Le marché du high-tech dégringole malgré l'essor des smartphones et des tablettes

La crise n'a pas épargné le secteur high-tech en France. En 2012, les ventes de biens technologiques ont chuté de 6%, à 15,8 milliards d'euros, selon des chiffres publiés par le cabinet d'études Gfk. Une accélération de la baisse, après le repli de 4,7% enregistré l'année précédente.

Ce lourd recul est lié, en grande partie, à la dégringolade des ventes de téléviseurs.
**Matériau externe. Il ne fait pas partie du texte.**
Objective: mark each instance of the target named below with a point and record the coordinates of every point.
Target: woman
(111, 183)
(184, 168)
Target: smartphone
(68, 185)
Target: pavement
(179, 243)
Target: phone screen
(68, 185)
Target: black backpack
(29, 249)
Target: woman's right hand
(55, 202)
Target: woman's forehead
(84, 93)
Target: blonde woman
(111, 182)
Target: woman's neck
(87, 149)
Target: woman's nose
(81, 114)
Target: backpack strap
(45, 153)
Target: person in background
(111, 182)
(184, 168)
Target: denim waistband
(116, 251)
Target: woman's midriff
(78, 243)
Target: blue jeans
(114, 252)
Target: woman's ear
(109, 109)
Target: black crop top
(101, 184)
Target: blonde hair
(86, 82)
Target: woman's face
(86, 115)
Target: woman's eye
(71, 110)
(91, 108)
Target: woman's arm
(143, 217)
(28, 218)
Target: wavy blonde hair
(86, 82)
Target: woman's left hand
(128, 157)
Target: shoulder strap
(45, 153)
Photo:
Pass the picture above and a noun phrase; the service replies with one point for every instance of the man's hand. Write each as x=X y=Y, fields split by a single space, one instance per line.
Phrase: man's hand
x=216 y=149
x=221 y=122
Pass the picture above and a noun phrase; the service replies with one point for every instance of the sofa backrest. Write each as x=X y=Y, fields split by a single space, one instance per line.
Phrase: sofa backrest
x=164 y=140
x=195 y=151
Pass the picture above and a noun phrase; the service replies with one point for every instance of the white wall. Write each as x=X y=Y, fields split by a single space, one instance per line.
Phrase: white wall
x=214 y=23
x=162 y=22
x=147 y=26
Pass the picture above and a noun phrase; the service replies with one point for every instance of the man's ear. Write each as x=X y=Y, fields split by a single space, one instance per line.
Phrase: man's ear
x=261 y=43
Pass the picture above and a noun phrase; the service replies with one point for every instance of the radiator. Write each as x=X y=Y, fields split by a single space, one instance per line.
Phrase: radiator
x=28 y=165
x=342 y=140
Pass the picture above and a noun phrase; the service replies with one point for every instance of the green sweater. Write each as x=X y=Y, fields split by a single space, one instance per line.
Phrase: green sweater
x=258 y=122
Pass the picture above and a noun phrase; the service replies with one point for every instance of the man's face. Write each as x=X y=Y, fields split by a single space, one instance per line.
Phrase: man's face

Seulement 6,7 millions d'unités ont été écoulées sur l'année, ce qui représente un plongeon de 23%. Il faut dire que 2011 avait été une année record, dopée par le passage au "tout numérique" et par la généralisation des écrans plats.

A l'inverse, les smartphones ont continué leur essor. 13,5 millions de ces téléphones multifonctions ont été écoulés, contre 11,4 millions en 2011 (+18%). Détail intéressant : les ventes de mobiles sans abonnement ont été multipliées par 5, et représentent désormais 15% du marché. Un phénomène qui s'explique par la multiplication des offres sans engagement, suite à l'arrivée de Free Mobile.

Le marché des tablettes est, lui aussi, en plein boom. Les ventes d'iPad et d'appareils concurrents se sont envolées de 140%, pour atteindre 3,6 millions d'unités. Elles dépassent presque celles d'ordinateurs portables, qui ont, dans le même temps, glissé de 9%, à 3,8 millions.

Cette tendance ne signe toutefois pas la fin de l'ère des ordinateurs personnels. "70 % des Français jugent que la tablette ne remplace pas leur PC," souligne Tristan Bruchet, analyste chez Gfk. En effet, de plus en plus de foyers sont désormais multi-équipés : leur nombre a quasi doublé en 3 ans, passant de 5,2 à 9,4 millions.